North African equities were mixed amid weakness in Tunisia versus strength in Egypt and Morocco

North African equities were mixed amid weakness in Tunisia versus strength in Egypt and Morocco. In Egypt, state-owned fintech company e-finance for Digital and Financial Investments completed one of the largest initial public offerings (IPO) in the country, recording the highest oversubscription rate of (61.36x in the retail tranche and 7x in the institutional placement) despite increasing the issue size. The company gained 65.7% in the first three days of trading. Telecom Egypt announced it had obtained a USD500m medium-term syndicated loan to support capital expenditure and refinance existing short-term facilities. Edita Food Industries has increased the selling prices of its bakery products. Molto, with products previously priced at EGP2.0/pack now to be sold at EGP3.0 (+50%), and products previously priced at EGP3.0/pack now at EGP4.0/pack (+33%). Edita’s bakery products priced at EGP5.0/pack are not subject to the increase. Cleopatra Hospitals Group executed an agreement on 5 October that will transform a brownfield project located in East Cairo into a 400-bed medical facility. The deal is subject to Ministry of Health (MOH) approval in addition to other conditions precedent. In Tunisia, Smart Group has announced its intention to list on the Tunisian Stock Exchange, with IPO expected to be completed by the end of November. The company is a retailer and a wholesaler for computers, smart phones and printers.
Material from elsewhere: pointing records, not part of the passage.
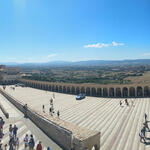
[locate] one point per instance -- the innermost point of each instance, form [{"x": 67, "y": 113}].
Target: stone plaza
[{"x": 119, "y": 126}]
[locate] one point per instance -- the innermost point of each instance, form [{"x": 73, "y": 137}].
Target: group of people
[
  {"x": 13, "y": 143},
  {"x": 144, "y": 129},
  {"x": 51, "y": 109},
  {"x": 126, "y": 102},
  {"x": 2, "y": 122}
]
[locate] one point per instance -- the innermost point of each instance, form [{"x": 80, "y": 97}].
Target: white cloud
[
  {"x": 98, "y": 45},
  {"x": 117, "y": 44},
  {"x": 101, "y": 45}
]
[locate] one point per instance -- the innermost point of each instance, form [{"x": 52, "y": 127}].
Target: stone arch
[
  {"x": 56, "y": 88},
  {"x": 53, "y": 88},
  {"x": 46, "y": 87},
  {"x": 132, "y": 92},
  {"x": 93, "y": 92},
  {"x": 50, "y": 87},
  {"x": 105, "y": 92},
  {"x": 99, "y": 92},
  {"x": 73, "y": 90},
  {"x": 146, "y": 91},
  {"x": 88, "y": 91},
  {"x": 82, "y": 90},
  {"x": 139, "y": 91},
  {"x": 125, "y": 92},
  {"x": 118, "y": 92},
  {"x": 64, "y": 89},
  {"x": 77, "y": 90},
  {"x": 68, "y": 89},
  {"x": 111, "y": 92},
  {"x": 60, "y": 89}
]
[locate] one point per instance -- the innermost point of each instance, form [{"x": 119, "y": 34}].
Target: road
[{"x": 25, "y": 126}]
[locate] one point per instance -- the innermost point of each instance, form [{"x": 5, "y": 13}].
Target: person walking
[
  {"x": 120, "y": 103},
  {"x": 16, "y": 143},
  {"x": 31, "y": 142},
  {"x": 58, "y": 113},
  {"x": 146, "y": 126},
  {"x": 10, "y": 128},
  {"x": 5, "y": 147},
  {"x": 39, "y": 146},
  {"x": 15, "y": 128},
  {"x": 126, "y": 101},
  {"x": 1, "y": 145},
  {"x": 43, "y": 107},
  {"x": 26, "y": 140},
  {"x": 145, "y": 116},
  {"x": 25, "y": 147},
  {"x": 142, "y": 137},
  {"x": 48, "y": 148},
  {"x": 50, "y": 111}
]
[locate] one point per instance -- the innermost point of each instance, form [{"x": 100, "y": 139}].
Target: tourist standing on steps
[
  {"x": 16, "y": 143},
  {"x": 53, "y": 95},
  {"x": 25, "y": 107},
  {"x": 5, "y": 147},
  {"x": 126, "y": 101},
  {"x": 43, "y": 109},
  {"x": 142, "y": 136},
  {"x": 48, "y": 148},
  {"x": 15, "y": 128},
  {"x": 26, "y": 147},
  {"x": 26, "y": 140},
  {"x": 146, "y": 125},
  {"x": 39, "y": 146},
  {"x": 120, "y": 103},
  {"x": 1, "y": 145}
]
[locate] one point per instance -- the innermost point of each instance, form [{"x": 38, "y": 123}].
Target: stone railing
[{"x": 67, "y": 135}]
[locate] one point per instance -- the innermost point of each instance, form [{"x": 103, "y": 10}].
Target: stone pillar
[
  {"x": 114, "y": 92},
  {"x": 135, "y": 91},
  {"x": 102, "y": 92}
]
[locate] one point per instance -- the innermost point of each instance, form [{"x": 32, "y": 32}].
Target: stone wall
[
  {"x": 98, "y": 90},
  {"x": 66, "y": 135}
]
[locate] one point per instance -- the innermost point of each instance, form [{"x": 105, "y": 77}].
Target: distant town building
[{"x": 9, "y": 75}]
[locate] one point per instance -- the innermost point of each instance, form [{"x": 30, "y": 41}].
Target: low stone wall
[
  {"x": 68, "y": 136},
  {"x": 4, "y": 111}
]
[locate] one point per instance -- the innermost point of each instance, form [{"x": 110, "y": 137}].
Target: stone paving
[
  {"x": 119, "y": 126},
  {"x": 25, "y": 126}
]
Southern African equities were also mixed as Zambia and Malawi underperformed, offsetting positive performance in Zimbabwe and Botswana

Southern African equities were also mixed as Zambia and Malawi underperformed, offsetting positive performance in Zimbabwe and Botswana. In Zimbabwe, National Foods issued a brief trading update for 1Q22 reporting that volumes expanded by +24% y/y on firm consumer demand while profitability was within expectations. Volume growth was driven by the stock feeds division which grew volumes by +29% y/y as demand for poultry feed, notably from small scale producers, continued to remain firm. Dairibord Holdings also issued a trading update for 3Q22 that showed sales volume growth of +78.0% y/y anchored by its Beverages category which increased by +165% y/y and the Foods category that grew by +49% y/y. Lafarge Cement Zimbabwe advised that on 11 October 2021, a critical on-site incident occurred involving the collapse of the roof over one of the company’s cement mills. There were no fatalities or injuries, the incident may have an impact on the company’s business performance for the remaining quarter of 2021. On the earnings front, Cassava Smartech reported mixed FY21 results (T/O: +369% y/y; PAT: n/a y/y) as huge top-line growth was offset by a foreign exchange loss of ZWL2.2bn, dragging the company into a loss of ZWL227m. In Zambia, Zambeef issued a trading update, announcing that for the year ended 30 September 2021, revenue (reported in USD) is expected to be between 10% – 15% ahead of current market expectations, with EBITDA and EBIT being ahead by 10% – 12% while adjusted PBT is expected to be 65 – 75% ahead of current market expectations.